Another important treatment option that may be considered when providing palliative care for patients with advanced rectal cancer is local palliative excision. This may be performed with a urologic resectoscope or tumor may be removed using cryosurgery [53, 54].

This minimally invasive modality may be used on patients with significant comorbidities that preclude the option of open surgery. In contrast to stent placement and laser recanalization which provide palliation of symptoms but generally leave the tumor relatively intact, these methods allow local control of the tumor to be achieved. Transanal resection using a resectoscope allows tumors to be removed under direct vision with electrocautery while continuous irrigation facilitates visualization. A retrospective review compared the palliation achieved with endoscopic transanal resection (ETAR) with transabdominal resection [55]. This group of 24 patients who underwent ETAR were matched with 25 patients who underwent palliative LAR, APR or Hartman’s procedure. Survival was similar in the two groups and there was a much higher morbidity in the group receiving open surgery as well as significantly higher stoma rate. The authors suggest that ETAR may be considered as a palliative option for low fixed rectal tumors that may be difficult to treat with LAR and for very elderly patients who may not be candidates for general anesthesia.

Laparoscopic Palliation

The development of laparoscopy has also increased surgical options for palliation in advanced colorectal cancer. While concerns of port-site recurrence have initially limited the use of laparoscopy to clinical trials for attempted curative resection, this is not an issue when applied to surgeries with palliative intent. Laparoscopy may be used to effectively provide diversion with either colostomy or ileostomy placement. One technique employs a trocar inserted at the umbilicus with a second trocar inserted at the stoma site [56]. The bowel may be mobilized before the stoma site is created with the trocar by pulling and exteriorizing the bowel at the site of insertion. These laparoscopic techniques allow the same effective diversion associated with open surgery to be created with a significantly less invasive procedure.

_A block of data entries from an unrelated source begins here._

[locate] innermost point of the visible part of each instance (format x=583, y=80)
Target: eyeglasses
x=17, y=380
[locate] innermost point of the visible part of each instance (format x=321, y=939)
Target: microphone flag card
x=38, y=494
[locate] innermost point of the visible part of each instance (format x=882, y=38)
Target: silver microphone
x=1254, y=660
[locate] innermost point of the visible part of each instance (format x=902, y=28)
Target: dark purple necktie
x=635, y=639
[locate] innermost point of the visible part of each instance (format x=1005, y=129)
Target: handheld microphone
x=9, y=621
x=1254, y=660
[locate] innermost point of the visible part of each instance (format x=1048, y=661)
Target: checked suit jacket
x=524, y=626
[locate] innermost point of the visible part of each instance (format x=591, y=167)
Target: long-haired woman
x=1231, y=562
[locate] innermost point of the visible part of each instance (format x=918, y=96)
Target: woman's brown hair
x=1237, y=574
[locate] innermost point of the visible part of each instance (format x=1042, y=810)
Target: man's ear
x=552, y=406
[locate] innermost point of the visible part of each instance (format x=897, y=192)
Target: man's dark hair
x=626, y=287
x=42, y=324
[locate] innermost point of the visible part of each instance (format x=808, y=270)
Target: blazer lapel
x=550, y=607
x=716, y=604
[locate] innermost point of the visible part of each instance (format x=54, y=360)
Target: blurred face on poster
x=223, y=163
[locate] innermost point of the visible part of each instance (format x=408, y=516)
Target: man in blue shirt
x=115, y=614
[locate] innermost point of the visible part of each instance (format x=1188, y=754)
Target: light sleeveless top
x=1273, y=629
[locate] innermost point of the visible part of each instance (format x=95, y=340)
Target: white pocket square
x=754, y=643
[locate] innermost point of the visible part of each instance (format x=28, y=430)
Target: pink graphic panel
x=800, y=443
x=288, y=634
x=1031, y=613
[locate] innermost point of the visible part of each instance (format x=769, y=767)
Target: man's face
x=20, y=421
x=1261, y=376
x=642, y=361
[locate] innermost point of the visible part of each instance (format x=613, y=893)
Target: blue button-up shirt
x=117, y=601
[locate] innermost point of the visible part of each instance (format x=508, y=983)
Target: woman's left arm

Laparoscopic palliation for colorectal cancer was reviewed in a study involving thirty patients [57]. The authors utilized the laparoscopic approach to perform both uncomplicated colon resections, resections of two colonic areas (patients with double lesion) as well as laparoscopic colostomy placement. Of the 30 patients, there were only 3 patients who required an intra-operative conversion to an open procedure. Patients in this series receiving laparoscopic stoma placement had a median operating time of 60 min with a median blood loss of only 50 ml.

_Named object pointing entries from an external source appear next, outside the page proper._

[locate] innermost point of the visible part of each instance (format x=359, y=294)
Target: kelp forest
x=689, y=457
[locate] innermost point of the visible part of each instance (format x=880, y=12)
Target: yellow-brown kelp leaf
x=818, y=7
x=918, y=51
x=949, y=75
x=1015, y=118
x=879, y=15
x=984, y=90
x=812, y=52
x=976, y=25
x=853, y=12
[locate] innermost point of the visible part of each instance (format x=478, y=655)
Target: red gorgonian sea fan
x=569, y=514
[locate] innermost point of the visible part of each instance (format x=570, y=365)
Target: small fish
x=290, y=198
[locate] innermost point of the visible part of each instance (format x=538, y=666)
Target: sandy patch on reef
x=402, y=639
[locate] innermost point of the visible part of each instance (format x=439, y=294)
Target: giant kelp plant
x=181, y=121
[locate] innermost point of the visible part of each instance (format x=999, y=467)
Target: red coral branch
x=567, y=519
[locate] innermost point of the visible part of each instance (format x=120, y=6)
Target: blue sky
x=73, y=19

Providing optimal palliative care for the patient with advanced colorectal cancer is a complex and challenging process. The surgeon may play a unique role in weighing the palliative modalities available and providing honest and accurate information to the patient regarding what he/she may expect. The best palliative care will likely come from a multidisciplinary team that individualizes the treatment plan in accordance with the patient’s wishes, allowing symptoms to be maximally treated, lifespan to be optimized and hospital stay (particularly the ratio number of inpatient days to number of days of remaining survival) to be minimized. The goals involved with providing palliative surgical care may be a departure from the traditional surgical satisfaction derived from the complete excision of malignancy, but surgeons achieving excellence in palliation will likely find this a rewarding endeavor, given the potential positive impact this can have on their patients suffering from advanced colorectal cancer.